Товарищ Д., большой спорщик и горячий человек, не утерпел и обратился к Ивану Петровичу:

– Послушай, вот шут занес тебя в эти дебри, прожил в них долго, пора бы ему теперь и вынести тебя отсюда. Ну чего сидишь на этом обрубке, как припаянный?

Иван Петрович удивился.

– То есть – почему я живу здесь? Так я же вам не раз говорил: дешево, светло и вот еще что – тихо. Тут не так, как в номерах, где звонки трещат без остановки, рядом граммофон шипит и коридорные, как угорелые, мечутся. А то и на квартире в каком-нибудь переулке, где день и ночь под окном железо возят. Гул, лязг, лампа на столе дребезжит. Тут, брат, всякая идея из головы выскочит! А у меня вот тихо и спокойно. Семафор, вишь где? И там только паровозы гудки дают. Извозчики сюда даже не заглядывают, и разве в праздник выпьет мастеровой и учинит драку. Здесь даже не поют. Принес я раз прачкам белье, говорю им: «Почему вы не поете песни, стираете молча?» – «А что петь-то? – отвечают они. – Деревенское позабыли, а городскому не научились».

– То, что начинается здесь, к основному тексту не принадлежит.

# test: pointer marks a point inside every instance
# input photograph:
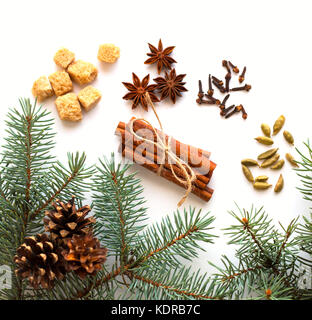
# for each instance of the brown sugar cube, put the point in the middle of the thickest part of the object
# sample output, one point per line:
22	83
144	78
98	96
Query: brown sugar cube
68	107
61	82
63	58
89	97
108	53
82	72
42	88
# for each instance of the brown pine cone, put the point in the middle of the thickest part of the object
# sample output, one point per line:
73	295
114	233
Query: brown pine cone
84	255
39	259
65	220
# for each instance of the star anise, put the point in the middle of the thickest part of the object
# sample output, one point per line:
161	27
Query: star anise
171	85
138	90
161	56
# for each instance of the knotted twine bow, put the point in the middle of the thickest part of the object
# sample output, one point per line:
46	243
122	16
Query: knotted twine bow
166	151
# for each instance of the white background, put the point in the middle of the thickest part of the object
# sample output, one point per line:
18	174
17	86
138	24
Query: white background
272	38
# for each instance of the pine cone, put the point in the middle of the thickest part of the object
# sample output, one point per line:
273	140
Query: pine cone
39	260
65	220
84	255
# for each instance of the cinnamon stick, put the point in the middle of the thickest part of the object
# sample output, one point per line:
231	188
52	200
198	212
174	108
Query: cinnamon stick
153	160
204	194
149	153
201	157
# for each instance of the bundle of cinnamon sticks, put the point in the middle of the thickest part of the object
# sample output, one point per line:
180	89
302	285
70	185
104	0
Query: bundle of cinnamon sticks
147	155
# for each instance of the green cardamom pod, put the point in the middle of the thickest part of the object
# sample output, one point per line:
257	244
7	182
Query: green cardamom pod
279	184
249	162
247	173
267	154
265	140
262	185
261	179
278	125
278	165
266	130
291	160
268	162
288	137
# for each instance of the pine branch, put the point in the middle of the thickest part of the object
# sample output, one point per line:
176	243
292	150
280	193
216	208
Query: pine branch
262	249
179	283
30	180
174	238
118	206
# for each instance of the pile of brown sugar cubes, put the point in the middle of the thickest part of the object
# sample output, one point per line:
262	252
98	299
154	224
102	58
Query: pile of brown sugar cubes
69	104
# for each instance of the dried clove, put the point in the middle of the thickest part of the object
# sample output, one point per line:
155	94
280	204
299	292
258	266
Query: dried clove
220	87
237	109
200	90
227	81
244	113
225	64
216	101
222	105
241	78
223	112
201	101
246	87
210	90
234	68
215	79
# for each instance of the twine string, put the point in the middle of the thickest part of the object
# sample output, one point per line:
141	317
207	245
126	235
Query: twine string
165	147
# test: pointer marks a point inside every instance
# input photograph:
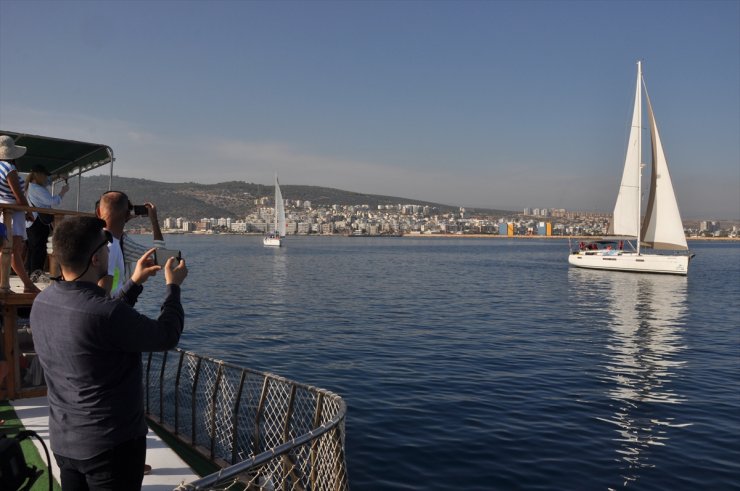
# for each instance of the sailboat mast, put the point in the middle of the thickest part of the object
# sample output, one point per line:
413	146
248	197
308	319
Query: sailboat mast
277	232
638	108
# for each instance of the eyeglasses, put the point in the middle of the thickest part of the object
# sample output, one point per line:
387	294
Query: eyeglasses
108	240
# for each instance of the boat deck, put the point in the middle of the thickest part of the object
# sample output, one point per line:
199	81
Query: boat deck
168	469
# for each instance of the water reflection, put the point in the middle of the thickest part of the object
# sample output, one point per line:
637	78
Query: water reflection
643	351
277	275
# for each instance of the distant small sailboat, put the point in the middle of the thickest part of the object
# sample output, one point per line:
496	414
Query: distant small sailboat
275	239
662	228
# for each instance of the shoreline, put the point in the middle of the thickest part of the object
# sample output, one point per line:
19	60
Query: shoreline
449	236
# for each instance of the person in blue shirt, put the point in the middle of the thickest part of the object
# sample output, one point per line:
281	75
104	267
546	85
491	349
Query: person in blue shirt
90	347
39	196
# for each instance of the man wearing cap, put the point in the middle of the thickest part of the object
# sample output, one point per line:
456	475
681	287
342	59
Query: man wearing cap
11	191
115	209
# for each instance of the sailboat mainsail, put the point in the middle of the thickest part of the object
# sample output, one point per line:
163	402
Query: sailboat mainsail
662	228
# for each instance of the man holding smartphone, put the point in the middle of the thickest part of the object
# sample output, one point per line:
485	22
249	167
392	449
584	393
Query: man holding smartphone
116	210
90	347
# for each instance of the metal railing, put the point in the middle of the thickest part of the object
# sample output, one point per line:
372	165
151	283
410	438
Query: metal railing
264	431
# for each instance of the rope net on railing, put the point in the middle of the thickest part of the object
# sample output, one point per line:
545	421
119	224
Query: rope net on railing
264	431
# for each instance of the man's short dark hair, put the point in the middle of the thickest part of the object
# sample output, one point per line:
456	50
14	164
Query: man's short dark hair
74	240
117	200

Богданов многозначительно поднял палец:

– Понимаете? Одно забыли, другому не научились, от одних отошли, а к другим, фабричным, голосистым, тоже не пристали, да так и остались в тупике безо всего, как бы сказать, духовного. День и ночь паром дышат, руки натерли и больше ничего.

Мало-помалу разговор перешел на искусство, и тогда словно раздвинулись стены этой тесной комнаты и обозначились заманчивые дали, к которым каждый из нас искал своего пути.

Страстный поборник всего нового в искусстве, горячий Д. призывал отказаться от всех лозунгов передвижничества и идти по новому пути, отвечающему требованиям современного общества. Досталось тут и Богданову за его узкую мораль и отсталость в технике.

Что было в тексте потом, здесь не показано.